Born in the working-class suburb of Verdun shortly after the Second World War, my first recollections were of a community linguistically divided. At the time, most English – speaking people did not speak French and so whatever communication there was between the two language groups depended on the semantic abilities of the francophones. Each community had its own schools and churches; indeed, some even had their own streets!
My family left Verdun when I was ten, yet similar de-facto segregation continued in other parts of Greater Montreal. I attended English-language schools where we were frequently taught French by well-intentioned pedagogues who quite often themselves struggled with the language of Molière! The end result was that while I studied French, I did not speak it.
Time passed and, as it would happen, I fell in with a group of French – speaking students from Quebec City. It was 1968 and I was all of 21. Most were studying at Laval University and, to this day, I don’t remember one being incapable of communicating with me in a next – to impeccable English.
A year and a half later came the October Crisis of 1970. At the time, I travelled regularly between graduate studies at Carleton University in Ottawa and that same cluster of good friends at Laval University. In fact, I was in the Vieille Capitale on the evening of the discovery of the body of Pierre Laporte in the trunk of an automobile on Montreal’s South Shore. Political passions became somewhat less ardent for a brief period of time.
Eventually, I returned to Montreal and settled in a small Victorian row home in the centre-sud ward of the city, not too far from Lafontaine Park. I lived there from 1975 – 1988. I am not exaggerating when I assert that I was the only non – francophone in the neighbourhood. Needless to say that my spoken French improved quickly and dramatically as the years passed.
It was then that I first experienced some good-natured pressure to choose. My new – found francophone friends and neighbours (along with those I had met years earlier at Laval University) were going to vote for the Parti Québécois in the November 1976 election that ultimately swept the P.Q. to power. While I never really revealed how I voted, I believe to this day that there were some very strong doubts about my commitment to the ‘national cause’.

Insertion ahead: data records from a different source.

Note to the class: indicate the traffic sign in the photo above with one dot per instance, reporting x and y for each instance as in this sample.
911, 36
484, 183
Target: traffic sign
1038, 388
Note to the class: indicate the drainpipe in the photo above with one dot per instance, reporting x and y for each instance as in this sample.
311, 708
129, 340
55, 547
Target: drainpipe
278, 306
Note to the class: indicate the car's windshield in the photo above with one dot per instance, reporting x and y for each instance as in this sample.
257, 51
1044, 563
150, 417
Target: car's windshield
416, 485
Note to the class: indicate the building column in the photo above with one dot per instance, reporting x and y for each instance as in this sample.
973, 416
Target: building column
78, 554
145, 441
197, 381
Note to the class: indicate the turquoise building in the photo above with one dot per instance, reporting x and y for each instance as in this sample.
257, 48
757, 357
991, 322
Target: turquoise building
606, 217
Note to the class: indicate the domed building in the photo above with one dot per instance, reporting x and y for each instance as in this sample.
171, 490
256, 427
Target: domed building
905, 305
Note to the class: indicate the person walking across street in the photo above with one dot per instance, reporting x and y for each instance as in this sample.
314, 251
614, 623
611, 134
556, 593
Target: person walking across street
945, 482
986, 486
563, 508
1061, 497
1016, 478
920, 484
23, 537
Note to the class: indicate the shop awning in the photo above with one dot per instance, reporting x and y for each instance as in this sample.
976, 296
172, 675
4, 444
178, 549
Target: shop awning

As my attachment to my friends and neighbours deepened, the 1980 referendum was upon us. I was boxed into a corner and forced to choose.
Unlike the referendum of 1995 that of 1980 was discussed quite openly, which even as an eleven-year – old Mr. Schryer recalls. On several occasions during the referendum campaign, I was asked by francophone friends the same question Gazette columnist David Johnston alluded to in the L’Actualité controversy of a month or so ago: If forced to choose, did I consider myself to be first a Canadian or first a Quebecer? Interestingly, after considerable hesitation, I gave essentially the same answer all those years ago that Mr. Johnston suggests in his article of April 10 last (“How immersed are Anglos? The conversation continues”, Op-Ed page): “If absolutely forced to choose, I considered myself to be, above all, a Montrealer.”
Certainly I was never more pleased to be a montréalais than on May 20, 1980 – Referendum Day. Of course, I voted, and later that day, I made my way to the Chief Returning Officer’s headquarters to watch the returns come in. My riding did indeed vote “Oui”, with my own poll voting in that same fashion 100 – 53. There was much excitement in the hot and smoky room. However, as the results entered from across the province, it became quite clear that the “Non” forces would triumph.
Later that same historic evening, my companions and I ventured to a nearby pub where obviously there was some sadness and soul-searching among the many patrons. Nevertheless, I thought it quite remarkable that such a divisive period through which Quebec had just passed took place with an absolute minimum of acrimony among families and friends. That simple fact was just one more reason for me to be proud of my Montreal identity.